Oh he was terribly sincere. At least that first week.”

Ann’s mother Mrs. Walton takes a differing view of things. Her mother got married to a British officer shortly after he returned from World War II.

You talk about modern life and things being different now. You haven’t learned anything at all. All this permissiveness has led you young girls into slavery.”

Things are definitely different for Ann in the 1970s from her mother’s World War II times. Her mother and her aunt preferred the company of women and to “leave the nasty men alone with their brutish ways and their engorged appendages”.

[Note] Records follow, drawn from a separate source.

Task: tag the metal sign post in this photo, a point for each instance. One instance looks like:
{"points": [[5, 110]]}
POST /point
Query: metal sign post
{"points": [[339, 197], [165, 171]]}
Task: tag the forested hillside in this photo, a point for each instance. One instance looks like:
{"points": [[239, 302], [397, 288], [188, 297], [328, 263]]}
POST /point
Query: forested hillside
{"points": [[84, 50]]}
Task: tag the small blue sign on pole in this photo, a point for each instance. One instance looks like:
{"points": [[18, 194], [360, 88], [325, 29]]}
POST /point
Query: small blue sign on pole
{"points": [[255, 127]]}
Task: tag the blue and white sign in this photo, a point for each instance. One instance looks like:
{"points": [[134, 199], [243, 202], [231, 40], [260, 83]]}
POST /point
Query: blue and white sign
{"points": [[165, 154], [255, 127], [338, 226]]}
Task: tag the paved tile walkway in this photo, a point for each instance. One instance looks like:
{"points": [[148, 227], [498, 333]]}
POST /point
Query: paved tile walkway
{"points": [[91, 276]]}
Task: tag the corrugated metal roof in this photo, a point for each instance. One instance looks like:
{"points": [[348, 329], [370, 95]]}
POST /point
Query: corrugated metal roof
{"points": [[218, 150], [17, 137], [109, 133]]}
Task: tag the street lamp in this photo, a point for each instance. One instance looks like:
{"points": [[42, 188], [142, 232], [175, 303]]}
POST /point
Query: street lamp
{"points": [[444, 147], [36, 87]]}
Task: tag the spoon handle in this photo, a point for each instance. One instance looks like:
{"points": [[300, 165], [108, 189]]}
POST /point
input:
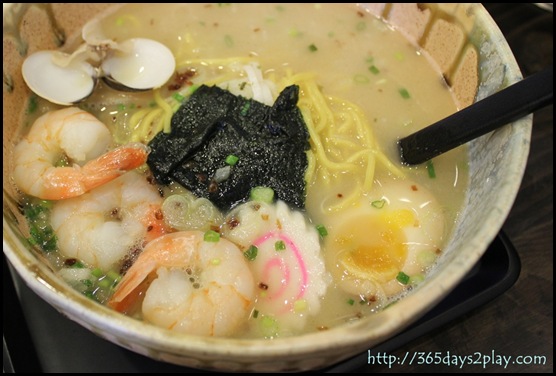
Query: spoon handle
{"points": [[507, 105]]}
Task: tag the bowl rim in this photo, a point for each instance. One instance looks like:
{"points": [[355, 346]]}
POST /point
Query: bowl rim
{"points": [[78, 308]]}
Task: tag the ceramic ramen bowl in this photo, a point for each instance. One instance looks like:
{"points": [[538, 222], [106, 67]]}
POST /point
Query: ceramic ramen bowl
{"points": [[476, 60]]}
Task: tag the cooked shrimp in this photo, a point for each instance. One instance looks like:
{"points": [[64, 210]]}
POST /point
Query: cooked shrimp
{"points": [[82, 138], [288, 266], [101, 226], [202, 287]]}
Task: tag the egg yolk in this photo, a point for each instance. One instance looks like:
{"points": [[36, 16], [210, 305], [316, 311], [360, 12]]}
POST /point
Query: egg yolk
{"points": [[375, 246]]}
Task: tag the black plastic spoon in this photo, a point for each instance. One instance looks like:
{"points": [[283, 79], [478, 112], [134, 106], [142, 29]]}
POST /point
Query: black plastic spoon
{"points": [[507, 105]]}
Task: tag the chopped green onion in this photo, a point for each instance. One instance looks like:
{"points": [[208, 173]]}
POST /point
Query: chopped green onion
{"points": [[269, 326], [231, 159], [211, 236], [374, 69], [379, 204], [263, 194], [404, 93], [251, 253], [77, 265], [300, 305], [402, 278], [280, 245], [430, 169], [322, 231], [32, 105], [97, 272]]}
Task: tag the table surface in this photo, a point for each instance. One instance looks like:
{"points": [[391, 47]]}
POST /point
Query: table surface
{"points": [[519, 322]]}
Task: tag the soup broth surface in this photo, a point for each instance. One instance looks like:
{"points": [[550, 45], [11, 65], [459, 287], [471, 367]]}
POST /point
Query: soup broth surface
{"points": [[383, 235]]}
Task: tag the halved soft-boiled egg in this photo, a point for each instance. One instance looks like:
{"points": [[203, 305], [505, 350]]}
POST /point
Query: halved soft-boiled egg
{"points": [[387, 241]]}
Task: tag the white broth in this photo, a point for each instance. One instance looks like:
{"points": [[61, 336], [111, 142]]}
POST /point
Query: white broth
{"points": [[386, 224]]}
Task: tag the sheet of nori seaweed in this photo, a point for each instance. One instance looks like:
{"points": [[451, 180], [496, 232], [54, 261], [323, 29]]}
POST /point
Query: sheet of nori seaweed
{"points": [[270, 142]]}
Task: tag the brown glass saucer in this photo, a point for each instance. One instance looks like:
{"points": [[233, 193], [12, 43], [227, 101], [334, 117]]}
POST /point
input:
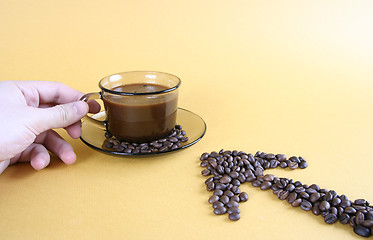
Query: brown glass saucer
{"points": [[94, 135]]}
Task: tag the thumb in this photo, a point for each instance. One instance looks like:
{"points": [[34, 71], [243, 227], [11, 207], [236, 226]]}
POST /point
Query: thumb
{"points": [[60, 116]]}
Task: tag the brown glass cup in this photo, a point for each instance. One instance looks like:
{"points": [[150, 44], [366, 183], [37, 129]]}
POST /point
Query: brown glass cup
{"points": [[140, 106]]}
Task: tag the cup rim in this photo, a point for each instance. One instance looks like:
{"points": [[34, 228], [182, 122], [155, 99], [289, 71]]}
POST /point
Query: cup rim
{"points": [[138, 94]]}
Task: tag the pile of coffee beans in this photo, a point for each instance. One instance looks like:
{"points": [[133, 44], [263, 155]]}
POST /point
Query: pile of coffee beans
{"points": [[173, 141], [230, 169]]}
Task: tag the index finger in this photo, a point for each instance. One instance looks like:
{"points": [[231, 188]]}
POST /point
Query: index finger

It was very difficult for her under the circumstances. All those years of duty and conformity gone for nothing. Of no value. Twenty years later the old standards swept away as if they had never been.”

In our time more than forty years later, Sweet William would be accused of serial sexual harassment which doesn’t sound so sweet.

It is difficult to comprehend that we are now farther distant from the 1970s than those people in the 1970s were distant from the time of World War II.

 

Grade:    B+

 

 

 

‘The Bottle Factory Outing’ by Beryl Bainbridge – “an outrageously funny and horrifying novel” – Graham Greene

‘The Bottle Factory Outing’ by Beryl Bainbridge    (1974)  –  219 pages

 

So much of literature today seems designed to placate everyone who reads it. ‘The Bottle Factory Outing’ will placate no one; it is uncompromising in its starkness and its gallows humor. It’s sheer originality is amazing; I doubt that there would be anyone else who could write a novel quite like ‘The Bottle Factory Outing’.

It is the story of two women, Freda and Brenda, who room together and work together in the same wine bottle factory in London. I picture the two women as both in their late twenties or early thirties. Freda is big, blonde, and aggressive while Brenda is more hapless and self-effacing, yet it is Brenda who was previously married.

They are the only women who work in the bottle factory besides an older Italian woman Maria. The factory is owned by Paganotti, an Italian entrepreneur transplanted to England, and most of the other employees are Italian men. Freda has her eyes and her heart set on fellow worker Vittorio.

It’s not so much that I want him, she thought, but I would like him to want me.”

Beryl Bainbridge

Meanwhile Brenda is beset by the unwanted fumbling attentions of the plant manager Rossi or what we would call sexual harassment today.

She couldn’t think how to discourage him – she didn’t want to lose her job and she hated giving offense. He had a funny way of pinching her all over, as if she was a mattress whose stuffing needed distributing more evenly.”

The novel centers around a Sunday outing for the workers in the bottling plant. I won’t go into any of the details of the shocking plot so that you can discover it for yourself.

‘The Bottle Factory Outing’ is a deadpan comedy like nothing you have ever read before. Somehow Beryl Bainbridge manages to keep a straight face while telling us this outrageous story.